Labels can be helpful but problematic. I would think that many of us don't fit labels very well. So, in my politics, I'm pretty liberal (but judging from the current political landscape, not as liberal as some of my friends and colleagues). In my theology, I'm not a biblical literalist, but in many ways, I'm fairly "conservative" ---at least in comparison to some of my friends and colleagues.
In terms of my Christian identity: I'm part of a non-creedal community, and yet I have no problem reciting the creeds (at least the Apostles and Nicene. I'm not so sure about the Athanasian Creed). I'm Trinitarian, I believe in the resurrection and the divinity of Christ (and his full humanity as well -- that probably puts me into the Chalcedonian camp). Part of me is Anglican in orientation (my son calls me a "high church Disciple"). I've come to accept my orientation as a Charismatic Christian, believing as I do in the gifts of the Spirit (see my book Unfettered Spirit). Although the word is badly damaged today, part of my journey is deeply rooted in the evangelical tradition (my graduate degrees, including my Ph.D., come from Fuller Seminary), which to me speaks both of a deep love of Scripture and a commitment to sharing the good news I've come to know in Jesus. I believe that faith and science are compatible. If there's a label that perhaps describes me, it's ecumenical, but interestingly enough I didn't see anyone in that discussion lift it up as a possibility. I'm thinking it may be too narrowly defined for some (due I think to the belief that it stops short of any interfaith engagement)? Or, ecumenical is either seen as old-fashioned or simply not understood.

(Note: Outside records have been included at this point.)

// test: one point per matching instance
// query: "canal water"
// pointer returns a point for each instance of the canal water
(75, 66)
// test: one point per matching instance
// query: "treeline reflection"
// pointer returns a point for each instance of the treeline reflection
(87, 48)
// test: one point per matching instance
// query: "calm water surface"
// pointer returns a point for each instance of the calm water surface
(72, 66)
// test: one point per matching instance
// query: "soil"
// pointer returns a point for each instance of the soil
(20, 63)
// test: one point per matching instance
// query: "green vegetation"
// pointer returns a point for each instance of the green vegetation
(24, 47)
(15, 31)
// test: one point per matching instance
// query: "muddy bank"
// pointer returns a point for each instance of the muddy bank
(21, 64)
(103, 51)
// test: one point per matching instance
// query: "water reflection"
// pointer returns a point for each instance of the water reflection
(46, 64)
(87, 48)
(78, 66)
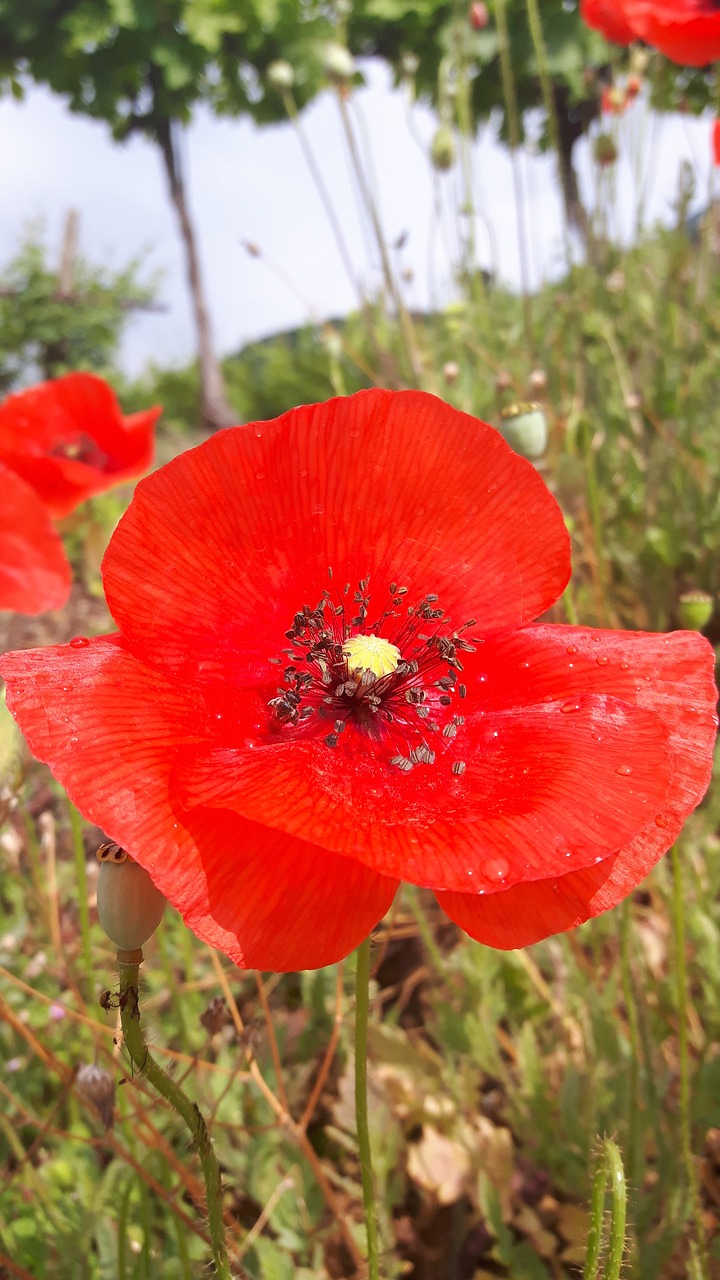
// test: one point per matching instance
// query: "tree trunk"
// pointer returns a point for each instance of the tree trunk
(215, 408)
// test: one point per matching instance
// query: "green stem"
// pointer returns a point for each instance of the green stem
(180, 1102)
(697, 1246)
(609, 1170)
(361, 1006)
(81, 872)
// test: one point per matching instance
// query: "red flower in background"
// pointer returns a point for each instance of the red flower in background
(326, 682)
(686, 31)
(59, 443)
(609, 18)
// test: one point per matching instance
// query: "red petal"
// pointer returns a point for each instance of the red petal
(109, 728)
(673, 676)
(566, 781)
(686, 31)
(42, 429)
(609, 18)
(222, 547)
(35, 574)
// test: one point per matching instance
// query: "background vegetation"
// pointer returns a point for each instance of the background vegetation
(492, 1075)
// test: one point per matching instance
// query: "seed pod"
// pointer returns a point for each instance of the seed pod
(128, 904)
(442, 149)
(695, 609)
(281, 74)
(524, 426)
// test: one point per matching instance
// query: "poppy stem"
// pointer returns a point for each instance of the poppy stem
(188, 1111)
(697, 1246)
(361, 1008)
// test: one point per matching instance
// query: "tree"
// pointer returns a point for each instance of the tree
(141, 65)
(53, 321)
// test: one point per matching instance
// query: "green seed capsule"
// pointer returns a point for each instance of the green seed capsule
(524, 426)
(128, 904)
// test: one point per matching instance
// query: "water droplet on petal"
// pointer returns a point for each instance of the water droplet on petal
(497, 868)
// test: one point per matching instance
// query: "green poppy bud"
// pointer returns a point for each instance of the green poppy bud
(695, 609)
(442, 150)
(128, 904)
(524, 426)
(338, 63)
(281, 76)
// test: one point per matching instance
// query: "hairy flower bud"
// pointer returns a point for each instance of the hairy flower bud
(128, 904)
(338, 63)
(281, 74)
(524, 426)
(442, 149)
(695, 609)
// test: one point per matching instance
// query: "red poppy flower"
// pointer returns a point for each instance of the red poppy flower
(686, 31)
(609, 18)
(59, 443)
(326, 681)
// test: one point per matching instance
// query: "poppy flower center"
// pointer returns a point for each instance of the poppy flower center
(392, 676)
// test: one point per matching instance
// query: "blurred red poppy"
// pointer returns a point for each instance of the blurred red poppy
(609, 18)
(326, 682)
(59, 443)
(686, 31)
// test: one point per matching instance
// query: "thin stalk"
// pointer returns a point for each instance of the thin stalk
(81, 872)
(609, 1170)
(698, 1261)
(548, 97)
(180, 1102)
(514, 132)
(361, 1008)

So what should we do about labels? They're helpful because they can serve as shorthand. If I say I'm progressive then you probably will discern that I'm pro-social justice. You probably think I'm not a biblical literalist. Then again, you may wonder why I seem rather orthodox in my theology (now there's a word worth exploring). I might accept labels like "postliberal," but I wasn't a liberal before I was post-liberal. I might accept the label "post-evangelical," but that's largely due to the way the word evangelical has come to be used. This is probably why Thomas and Alexander Campbell, along with Barton Stone, decided to keep their labels simple. I"m a Christian (even this label has been damaged in recent years). So, for now, I'm just a Christian, and as such I'm a disciple of Jesus Christ (notice the uncapitalized word disciple) who happens to be an ordained minister within the Christian Church (Disciples of Christ). In that form, I'm part of a larger community of people of faith committed to the common good of all creation.